Column Type Description
port TEXT The port to block (1 - 65535)
direction TEXT Traffic direction; either INBOUND or OUTBOUND
protocol TEXT Either TCP or UDP
status TEXT Firewall block status

Example

Block (inbound) SSH access to the machine:

INSERT INTO PortBlacklist
  (port, direction, protocol)

VALUES
  (22, "INBOUND", "TCP");

Block (outbound) access to HTTP websites:

INSERT INTO PortBlacklist
  (port, direction, protocol)

VALUES
  (80, "OUTBOUND", "TCP");

Checking the result of blocking a port:

SELECT * FROM PortBlacklist
WHERE port = 80;

+------+-----------+----------+---------+
| port | direction | protocol | status  |
+------+-----------+----------+---------+
| 80   | OUTBOUND  | TCP      | ENABLED |
+------+-----------+----------+---------+

Unblocking a port:

DELETE FROM PortBlacklist
WHERE port = 80;

Special columns

The status column return the state of the rule:

  1. ENABLED: The rule has been applied correctly.
  2. DISABLED: The rule is not applied either due to an error or because it may have been manually removed by the local administrator.
  3. UNMANAGED: This (read only) rule was found on the system but was not added by osquery.
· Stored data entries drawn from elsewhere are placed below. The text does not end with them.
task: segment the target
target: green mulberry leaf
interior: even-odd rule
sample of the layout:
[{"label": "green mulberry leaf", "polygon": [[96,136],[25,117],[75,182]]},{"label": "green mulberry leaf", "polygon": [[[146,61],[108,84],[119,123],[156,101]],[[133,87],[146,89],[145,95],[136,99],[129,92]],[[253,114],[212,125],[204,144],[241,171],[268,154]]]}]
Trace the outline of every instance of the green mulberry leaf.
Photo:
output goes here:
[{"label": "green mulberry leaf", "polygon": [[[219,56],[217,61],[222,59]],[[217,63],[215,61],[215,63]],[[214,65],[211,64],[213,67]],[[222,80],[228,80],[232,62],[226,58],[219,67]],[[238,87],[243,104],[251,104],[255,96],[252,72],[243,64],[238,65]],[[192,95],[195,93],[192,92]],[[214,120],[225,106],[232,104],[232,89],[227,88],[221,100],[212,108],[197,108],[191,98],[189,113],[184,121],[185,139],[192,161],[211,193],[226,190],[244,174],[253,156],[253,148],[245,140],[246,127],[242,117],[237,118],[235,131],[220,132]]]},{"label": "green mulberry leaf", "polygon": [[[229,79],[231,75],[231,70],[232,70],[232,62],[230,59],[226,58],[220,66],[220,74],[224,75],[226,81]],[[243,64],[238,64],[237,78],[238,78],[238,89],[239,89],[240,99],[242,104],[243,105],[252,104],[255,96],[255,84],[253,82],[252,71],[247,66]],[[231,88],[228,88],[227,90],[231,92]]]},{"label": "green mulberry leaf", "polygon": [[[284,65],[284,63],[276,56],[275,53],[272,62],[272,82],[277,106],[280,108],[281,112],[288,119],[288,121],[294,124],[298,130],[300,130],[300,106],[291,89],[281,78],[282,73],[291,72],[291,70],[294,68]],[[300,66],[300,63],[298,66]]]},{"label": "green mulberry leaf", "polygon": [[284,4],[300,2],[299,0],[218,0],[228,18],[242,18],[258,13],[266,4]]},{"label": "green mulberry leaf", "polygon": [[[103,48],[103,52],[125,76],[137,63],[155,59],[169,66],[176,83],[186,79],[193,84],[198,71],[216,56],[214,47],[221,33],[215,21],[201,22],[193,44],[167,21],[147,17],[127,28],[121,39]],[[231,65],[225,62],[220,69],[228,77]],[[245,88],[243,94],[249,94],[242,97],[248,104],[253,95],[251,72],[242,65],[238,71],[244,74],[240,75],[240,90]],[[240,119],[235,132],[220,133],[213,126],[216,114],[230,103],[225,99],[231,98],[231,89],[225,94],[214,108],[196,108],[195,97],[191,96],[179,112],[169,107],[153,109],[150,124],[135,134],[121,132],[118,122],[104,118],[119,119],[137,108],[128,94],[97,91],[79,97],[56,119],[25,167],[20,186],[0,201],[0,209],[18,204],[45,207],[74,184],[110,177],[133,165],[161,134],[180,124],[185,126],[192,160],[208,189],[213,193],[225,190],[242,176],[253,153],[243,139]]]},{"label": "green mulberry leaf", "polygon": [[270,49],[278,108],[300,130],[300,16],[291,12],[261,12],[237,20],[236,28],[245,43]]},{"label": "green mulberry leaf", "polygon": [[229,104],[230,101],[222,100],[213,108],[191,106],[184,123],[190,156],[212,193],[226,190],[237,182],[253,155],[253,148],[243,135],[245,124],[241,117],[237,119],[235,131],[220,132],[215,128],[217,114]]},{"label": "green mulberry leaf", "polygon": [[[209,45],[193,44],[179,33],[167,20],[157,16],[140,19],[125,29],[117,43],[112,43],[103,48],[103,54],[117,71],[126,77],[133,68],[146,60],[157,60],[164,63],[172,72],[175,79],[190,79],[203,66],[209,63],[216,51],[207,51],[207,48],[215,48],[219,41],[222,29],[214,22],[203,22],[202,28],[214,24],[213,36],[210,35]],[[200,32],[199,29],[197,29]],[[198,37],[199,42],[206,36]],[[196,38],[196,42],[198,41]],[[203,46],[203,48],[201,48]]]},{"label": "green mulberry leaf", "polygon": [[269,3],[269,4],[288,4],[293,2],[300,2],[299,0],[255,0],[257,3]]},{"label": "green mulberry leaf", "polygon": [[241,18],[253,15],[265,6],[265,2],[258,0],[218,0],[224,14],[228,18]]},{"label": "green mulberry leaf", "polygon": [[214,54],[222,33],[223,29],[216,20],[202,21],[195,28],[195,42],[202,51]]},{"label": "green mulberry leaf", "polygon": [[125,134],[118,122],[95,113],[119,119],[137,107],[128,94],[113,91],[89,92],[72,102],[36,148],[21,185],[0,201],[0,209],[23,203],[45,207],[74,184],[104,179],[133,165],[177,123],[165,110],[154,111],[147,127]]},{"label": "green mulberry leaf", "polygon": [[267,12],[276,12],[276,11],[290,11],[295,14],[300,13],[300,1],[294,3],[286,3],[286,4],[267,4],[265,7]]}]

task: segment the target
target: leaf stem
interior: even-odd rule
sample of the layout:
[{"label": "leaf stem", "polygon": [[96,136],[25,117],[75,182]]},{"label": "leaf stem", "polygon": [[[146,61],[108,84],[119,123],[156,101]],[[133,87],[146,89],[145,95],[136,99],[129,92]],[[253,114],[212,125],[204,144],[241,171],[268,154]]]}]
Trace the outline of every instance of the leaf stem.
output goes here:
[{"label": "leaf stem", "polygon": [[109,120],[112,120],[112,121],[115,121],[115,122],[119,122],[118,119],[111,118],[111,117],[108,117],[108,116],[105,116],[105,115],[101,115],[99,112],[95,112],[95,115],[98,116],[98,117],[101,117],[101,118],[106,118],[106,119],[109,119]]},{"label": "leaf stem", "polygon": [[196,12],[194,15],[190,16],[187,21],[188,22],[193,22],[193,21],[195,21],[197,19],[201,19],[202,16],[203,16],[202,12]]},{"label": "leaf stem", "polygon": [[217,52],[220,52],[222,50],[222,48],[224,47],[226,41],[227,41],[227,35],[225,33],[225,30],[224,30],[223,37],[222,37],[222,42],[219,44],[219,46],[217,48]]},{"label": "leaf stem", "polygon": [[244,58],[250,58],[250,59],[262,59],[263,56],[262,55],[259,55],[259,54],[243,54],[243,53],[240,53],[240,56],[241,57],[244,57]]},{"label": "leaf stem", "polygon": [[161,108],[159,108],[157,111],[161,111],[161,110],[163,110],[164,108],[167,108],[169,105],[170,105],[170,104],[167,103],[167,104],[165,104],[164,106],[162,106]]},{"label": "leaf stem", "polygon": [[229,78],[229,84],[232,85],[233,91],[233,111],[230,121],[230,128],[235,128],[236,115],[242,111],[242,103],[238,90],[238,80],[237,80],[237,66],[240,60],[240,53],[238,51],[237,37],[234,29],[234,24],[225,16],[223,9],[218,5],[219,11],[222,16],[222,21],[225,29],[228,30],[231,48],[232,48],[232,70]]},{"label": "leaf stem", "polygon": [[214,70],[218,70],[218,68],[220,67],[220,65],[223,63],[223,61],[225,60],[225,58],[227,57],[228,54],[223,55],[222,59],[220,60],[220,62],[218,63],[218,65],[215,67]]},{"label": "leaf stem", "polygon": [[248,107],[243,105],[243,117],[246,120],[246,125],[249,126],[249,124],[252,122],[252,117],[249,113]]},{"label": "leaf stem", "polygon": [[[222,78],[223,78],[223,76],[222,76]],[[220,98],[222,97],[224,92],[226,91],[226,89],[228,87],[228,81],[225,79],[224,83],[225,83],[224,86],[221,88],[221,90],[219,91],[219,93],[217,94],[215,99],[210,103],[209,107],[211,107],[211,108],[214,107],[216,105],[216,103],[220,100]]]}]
The PF firewall supports private configuration namespaces, so this state does not apply on macOS.

Additional notes

Duplicate INSERTs or DELETEs

The extension is designed to be permissive in what it accepts: attempting to INSERT a rule that already exists will silently do nothing, and likewise attempting to DELETE a rule that doesn't exist will silently do nothing.

License

The code in this repository is licensed under the Apache 2.0 license.